Maybe this is just me and my circle but if someone just wants to talk I'd typically expect that more over discord or something like that rather than phone call unless they're older.
Other than that phone call is for urgent stuff or something that's going to have a lot of back and forth and is quicker pver phone.
Sure, my work uses discord, and I know friends that use it. But my family doesn't. Plus, if you do sales, or job searching, or anything that involves talking to people for work who don't directly work for your company then Discord is a little awkward. A phone or zoom call is better.
Discord, that's a good one. That's a gaming communication app.
You'll be screwed in 4-5 years when it goes belly up.
No, Discord is a communication app that is mainly used for gaming.
That is like calling Whatsapp a family communication app.
https://media.tenor.com/mo2pN_4naMAAAAAM/office-michael.gif
This is the first time in my life when I encountered an opinion that calling someone is somehow rude and reserved for emergencies. In my social circle and family people just call when they want to talk. Sure, we text often too, but calling is completely normal. And if you can't or don't want to talk, you just don't pick up the phone.
I'm genuinely baffled.
Crippling socal anxiety
In our family it looks exactly like this, that's why I found it very funny :)
We usually just chat (or videochat) and when f.e. dad randomly calls me then it's some serious business. And for that brief moment my mind jumps to most catastrophic scenarios why he could be calling me. And I think it goes both ways because when I call dad the first question usually is "Hi, did something happen?"
not one of us, not one of us, not one of us, not...
because why would you call someone if not for something very urgent?
I call people just to have a chat and a catch up.
This is what it feels to struggle with anxiety :(
Probably a normal thing in the US, where families are so broken by default a simple call from a parent sounds like a disaster.
No, it is not normal thing in the US.
Broken? What are you talking about? My dad started leaving me home alone for weeks at a time at age 12. By age 16 it was months at a time, and my house became the place where other kids came to hang out. I graduated college, or University. Then became a heroin addict.
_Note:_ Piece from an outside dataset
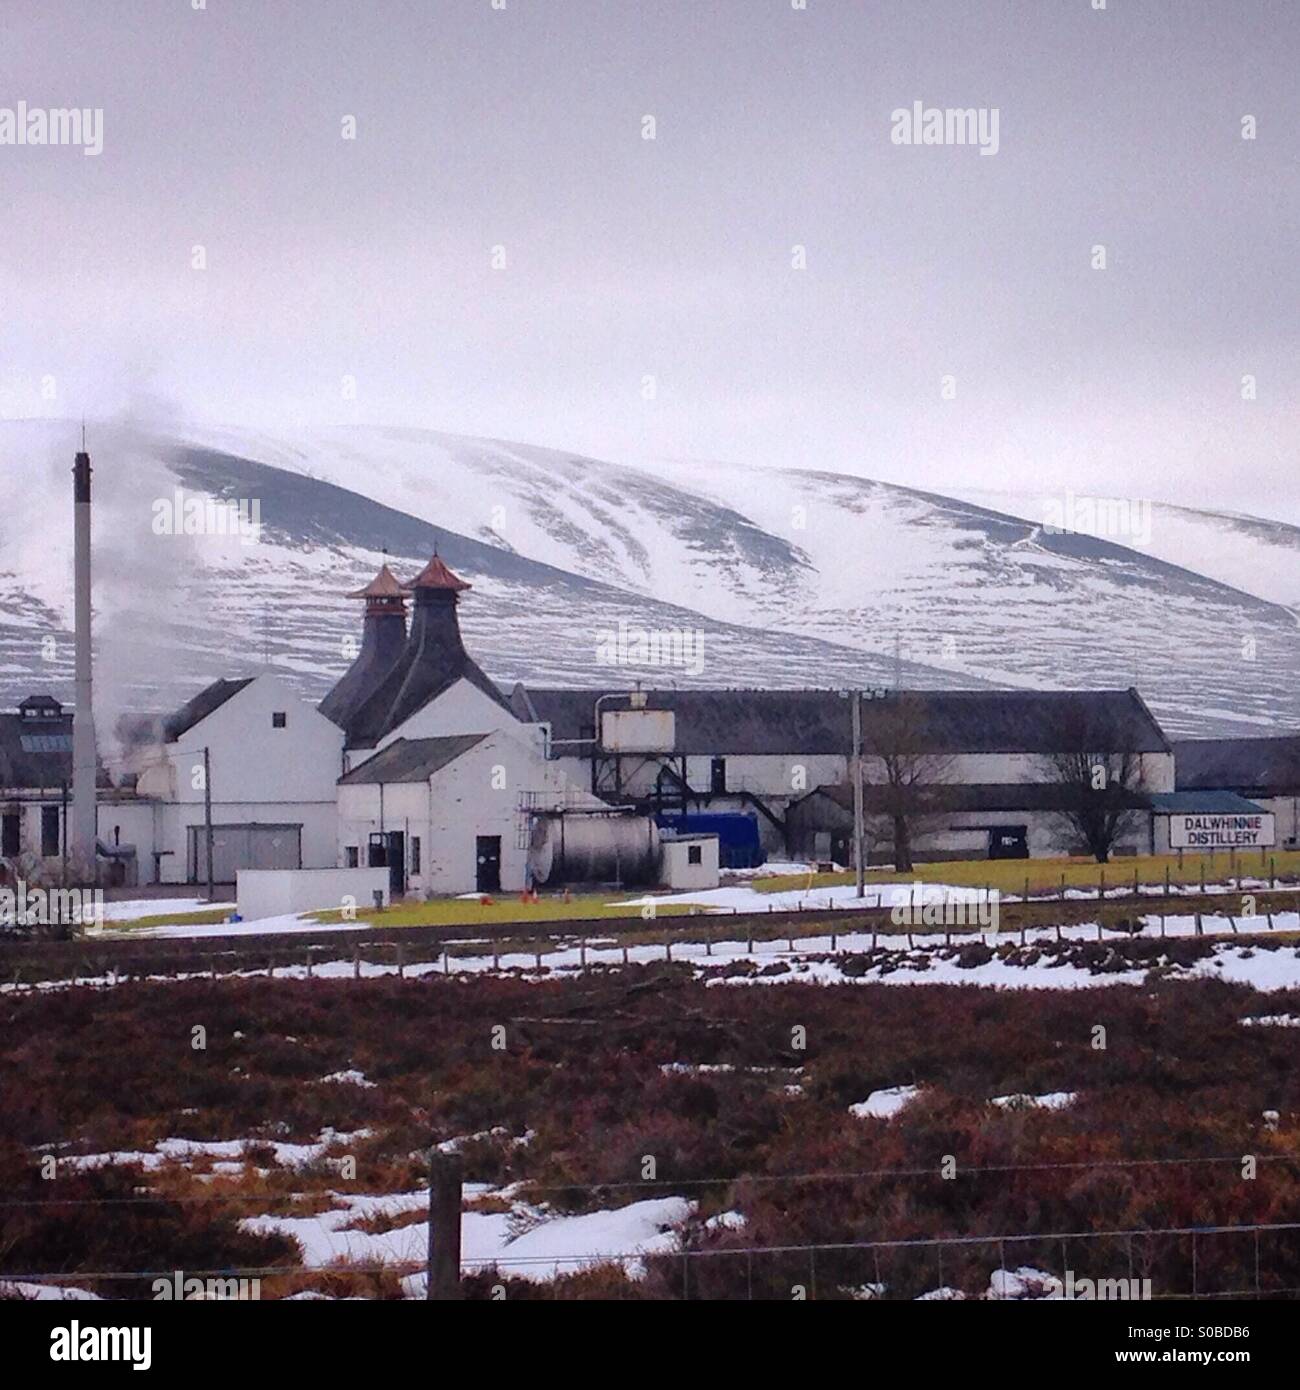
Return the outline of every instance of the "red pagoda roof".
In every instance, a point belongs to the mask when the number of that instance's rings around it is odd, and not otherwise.
[[[442,562],[442,556],[435,555],[432,560],[411,580],[412,589],[450,589],[460,593],[462,589],[473,588],[472,584],[454,575]]]
[[[366,585],[349,594],[349,598],[405,598],[410,590],[393,574],[387,565],[379,566],[379,573]]]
My family stopped talking to me because of this thing called “tough love”. Now, I’m all better and have my own family with kids and a partner, but my dad and sister wonder why I won’t let them be a part of it (my mom died when I was 8).
You know regular all American family. Nothing weird, or dysfunctional here. Definitely not broken.
Why so hostile?
I like trolling
Yes, feed my blocklist. It grows corpulent with your bloated corpses.